Imploding Democrats Hurt Conservatives Most

There has been much talk about the implosion of the Democratic Party and its lack of sane leadership in recent years, and it seems to be coming to fruition. As Democrats continue to try to sell socialism to conservative buyers, they have been reduced to a loud minority with little real power. Only power enough to annoy, and annoy they have.

But their implosion may hurt conservatives the most. Because conservatism is strongest in a climate of political gridlock and the free debate of ideas, Republican conservatism is hurt by not having a legitimate debate partner and having the luxury to pass most legislation they want. Which would be great if tax cuts and Social Security reform were the only priorities for Republicans. But “big government conservatism” seems to be a mainstay, with prescription drug and education spending out of control. This appeasement to the “middle” is the very triangulation conservatives resented Clinton for pulling off with just enough votes to get him elected in two three-way races.

So here is the opportunity for Democrats: give conservative voters a legitimate choice at the ballot box. Become libertarians in spirit, keeping your social liberalism, but offering a serious challenge to Republicans when it comes to government spending. Reclaim your namesake by advocating democracy at the local level, try arguing for limited government, and make socially liberal arguments not on moral grounds, but on grounds concerning the size of government. Make “Pro-choice” about freedom from government more than granting the judiciary the power to make life and death decisions.

Another winner of an issue might be immigration. To win over conservatives who don’t believe in “big government conservatism,” set the standard on strict immigration standards by simply enforcing the laws already on the books. I think conservatives would actually welcome this and given that 99% of the fastest growing counties voted “R” in 2004, it appears demographics are pointing towards a conservative majority in America for a long time. Couple this with the Wall Street Journal’s ironic “Roe Effect” and it’s easy to see the possibility for a serious reformation in the works.

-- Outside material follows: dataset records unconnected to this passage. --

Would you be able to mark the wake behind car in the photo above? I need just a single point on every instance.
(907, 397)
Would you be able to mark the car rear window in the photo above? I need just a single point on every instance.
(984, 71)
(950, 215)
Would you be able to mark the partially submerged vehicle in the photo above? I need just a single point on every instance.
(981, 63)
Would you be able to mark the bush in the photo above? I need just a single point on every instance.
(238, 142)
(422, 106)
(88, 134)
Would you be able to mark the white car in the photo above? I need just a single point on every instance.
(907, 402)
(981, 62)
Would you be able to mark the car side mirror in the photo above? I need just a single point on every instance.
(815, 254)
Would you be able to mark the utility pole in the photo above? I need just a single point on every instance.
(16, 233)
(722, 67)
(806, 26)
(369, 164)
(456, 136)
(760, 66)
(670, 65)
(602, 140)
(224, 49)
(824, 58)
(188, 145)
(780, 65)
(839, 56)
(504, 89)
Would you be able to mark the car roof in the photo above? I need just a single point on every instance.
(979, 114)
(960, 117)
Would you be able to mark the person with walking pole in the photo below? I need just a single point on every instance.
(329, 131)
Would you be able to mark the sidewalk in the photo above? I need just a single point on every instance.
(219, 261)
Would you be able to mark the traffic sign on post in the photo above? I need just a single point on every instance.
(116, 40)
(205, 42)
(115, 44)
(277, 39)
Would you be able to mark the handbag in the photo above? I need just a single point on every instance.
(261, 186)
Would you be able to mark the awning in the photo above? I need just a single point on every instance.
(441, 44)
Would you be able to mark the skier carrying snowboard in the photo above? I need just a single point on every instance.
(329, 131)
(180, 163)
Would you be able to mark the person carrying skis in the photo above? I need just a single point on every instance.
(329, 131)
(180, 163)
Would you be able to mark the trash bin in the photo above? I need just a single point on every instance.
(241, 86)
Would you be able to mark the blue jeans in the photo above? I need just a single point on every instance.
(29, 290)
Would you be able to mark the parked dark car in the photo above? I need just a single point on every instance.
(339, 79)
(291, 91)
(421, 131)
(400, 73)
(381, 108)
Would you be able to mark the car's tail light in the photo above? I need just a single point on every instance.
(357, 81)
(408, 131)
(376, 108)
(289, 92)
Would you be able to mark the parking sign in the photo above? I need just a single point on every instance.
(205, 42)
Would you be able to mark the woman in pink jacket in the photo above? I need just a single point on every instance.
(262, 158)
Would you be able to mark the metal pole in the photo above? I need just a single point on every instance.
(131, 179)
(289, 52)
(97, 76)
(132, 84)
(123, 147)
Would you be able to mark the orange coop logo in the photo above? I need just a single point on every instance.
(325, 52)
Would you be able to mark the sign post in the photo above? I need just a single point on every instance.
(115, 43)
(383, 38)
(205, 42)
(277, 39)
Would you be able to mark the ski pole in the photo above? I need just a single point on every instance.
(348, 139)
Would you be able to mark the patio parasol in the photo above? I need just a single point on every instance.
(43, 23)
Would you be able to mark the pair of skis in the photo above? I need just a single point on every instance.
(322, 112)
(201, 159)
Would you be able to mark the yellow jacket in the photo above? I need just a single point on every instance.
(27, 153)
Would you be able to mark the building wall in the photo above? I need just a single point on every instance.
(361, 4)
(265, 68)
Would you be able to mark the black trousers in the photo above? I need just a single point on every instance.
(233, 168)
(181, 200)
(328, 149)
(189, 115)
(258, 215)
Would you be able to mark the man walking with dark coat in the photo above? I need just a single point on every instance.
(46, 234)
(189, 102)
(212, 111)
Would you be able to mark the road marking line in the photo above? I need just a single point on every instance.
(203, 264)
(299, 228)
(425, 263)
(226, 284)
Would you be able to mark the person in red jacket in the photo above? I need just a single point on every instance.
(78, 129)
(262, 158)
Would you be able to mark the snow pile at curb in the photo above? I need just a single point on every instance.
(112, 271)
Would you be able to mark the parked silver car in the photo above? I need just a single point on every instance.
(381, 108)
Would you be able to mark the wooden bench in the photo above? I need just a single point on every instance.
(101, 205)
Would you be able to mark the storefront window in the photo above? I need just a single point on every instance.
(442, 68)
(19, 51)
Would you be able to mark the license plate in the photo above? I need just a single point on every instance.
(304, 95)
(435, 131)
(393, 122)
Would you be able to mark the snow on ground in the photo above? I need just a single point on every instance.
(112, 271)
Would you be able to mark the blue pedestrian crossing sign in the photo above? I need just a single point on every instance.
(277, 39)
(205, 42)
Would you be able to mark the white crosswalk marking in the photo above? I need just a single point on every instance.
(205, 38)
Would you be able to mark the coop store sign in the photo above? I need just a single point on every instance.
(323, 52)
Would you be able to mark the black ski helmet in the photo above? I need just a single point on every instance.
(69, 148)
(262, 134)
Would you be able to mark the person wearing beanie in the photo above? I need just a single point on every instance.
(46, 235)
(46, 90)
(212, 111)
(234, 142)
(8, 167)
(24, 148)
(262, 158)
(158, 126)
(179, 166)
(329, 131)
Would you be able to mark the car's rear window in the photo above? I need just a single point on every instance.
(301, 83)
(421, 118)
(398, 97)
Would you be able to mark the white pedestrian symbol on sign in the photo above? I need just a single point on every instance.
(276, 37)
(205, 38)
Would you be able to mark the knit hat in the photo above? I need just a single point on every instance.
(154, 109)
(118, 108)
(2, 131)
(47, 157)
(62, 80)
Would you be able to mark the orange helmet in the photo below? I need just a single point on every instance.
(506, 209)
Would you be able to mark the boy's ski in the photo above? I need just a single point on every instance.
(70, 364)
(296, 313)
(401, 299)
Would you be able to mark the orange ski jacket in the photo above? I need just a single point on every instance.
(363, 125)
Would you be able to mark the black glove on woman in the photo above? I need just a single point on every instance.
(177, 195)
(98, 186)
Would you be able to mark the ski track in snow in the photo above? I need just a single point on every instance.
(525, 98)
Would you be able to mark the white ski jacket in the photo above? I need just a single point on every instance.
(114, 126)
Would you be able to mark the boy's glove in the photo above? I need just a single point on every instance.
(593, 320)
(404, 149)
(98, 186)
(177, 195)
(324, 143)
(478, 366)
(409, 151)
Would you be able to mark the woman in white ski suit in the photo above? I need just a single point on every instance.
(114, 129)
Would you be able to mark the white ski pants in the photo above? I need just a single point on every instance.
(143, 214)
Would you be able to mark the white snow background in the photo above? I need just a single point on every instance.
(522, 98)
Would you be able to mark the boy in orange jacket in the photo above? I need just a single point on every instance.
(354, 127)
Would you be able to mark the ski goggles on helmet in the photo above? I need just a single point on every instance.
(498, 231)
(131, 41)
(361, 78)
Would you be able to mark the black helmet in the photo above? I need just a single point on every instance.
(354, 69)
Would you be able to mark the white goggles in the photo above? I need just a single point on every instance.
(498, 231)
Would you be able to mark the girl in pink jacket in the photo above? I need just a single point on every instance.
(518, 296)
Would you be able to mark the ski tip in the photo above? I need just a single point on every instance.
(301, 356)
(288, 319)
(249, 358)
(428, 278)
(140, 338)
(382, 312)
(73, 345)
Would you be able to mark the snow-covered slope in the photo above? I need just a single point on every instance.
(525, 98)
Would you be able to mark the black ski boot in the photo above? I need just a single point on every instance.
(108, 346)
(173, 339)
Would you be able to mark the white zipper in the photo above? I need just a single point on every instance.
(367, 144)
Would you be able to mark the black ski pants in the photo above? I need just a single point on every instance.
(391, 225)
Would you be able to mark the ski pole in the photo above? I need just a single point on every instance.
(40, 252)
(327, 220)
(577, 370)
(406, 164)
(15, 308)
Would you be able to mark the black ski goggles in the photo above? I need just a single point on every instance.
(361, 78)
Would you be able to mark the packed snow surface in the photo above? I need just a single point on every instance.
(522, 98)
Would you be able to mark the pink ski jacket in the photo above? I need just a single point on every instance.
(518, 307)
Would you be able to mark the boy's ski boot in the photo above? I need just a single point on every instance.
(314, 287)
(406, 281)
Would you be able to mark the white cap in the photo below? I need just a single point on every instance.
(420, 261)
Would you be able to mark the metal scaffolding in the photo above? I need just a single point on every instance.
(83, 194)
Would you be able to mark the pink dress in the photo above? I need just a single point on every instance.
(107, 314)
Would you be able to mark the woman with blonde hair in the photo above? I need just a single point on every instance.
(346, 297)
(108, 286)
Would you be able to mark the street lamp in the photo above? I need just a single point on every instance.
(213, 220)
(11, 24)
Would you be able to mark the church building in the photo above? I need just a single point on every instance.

I don’t doubt that I’m dreaming, mainly because it seems that it is no longer possible to be a party of ideas without immediately finding a way to fund them. So “big government conservatism” has been born and true conservatives should feel at least a little duped. And while Democrats have themselves to blame for their powerlessness in DC, conservative voters rightly should cringe when any one party controls all major branches of the federal government. We had a balanced budget in the Clinton years because stubborn Republicans refused to pass Clinton’s socialized programs (and a phony economy). Now we’ve lost that gridlock, and the debate has turned personal, spiteful, and even boring.

Good foreign policy is still monopolized by Republicans, which seems to lock in wins for another several elections. I can’t even imagine as many in France and Denmark are chanting anti-Bush slogans with the Islamic violence they are experiencing. And if border crossing terrorists begin suicide bombings in US, patience will quickly disappear among moderates unsure of what the reaction should be to radical Islam.

But on the domestic front, should conservatives be saying “Hillary in ’08?”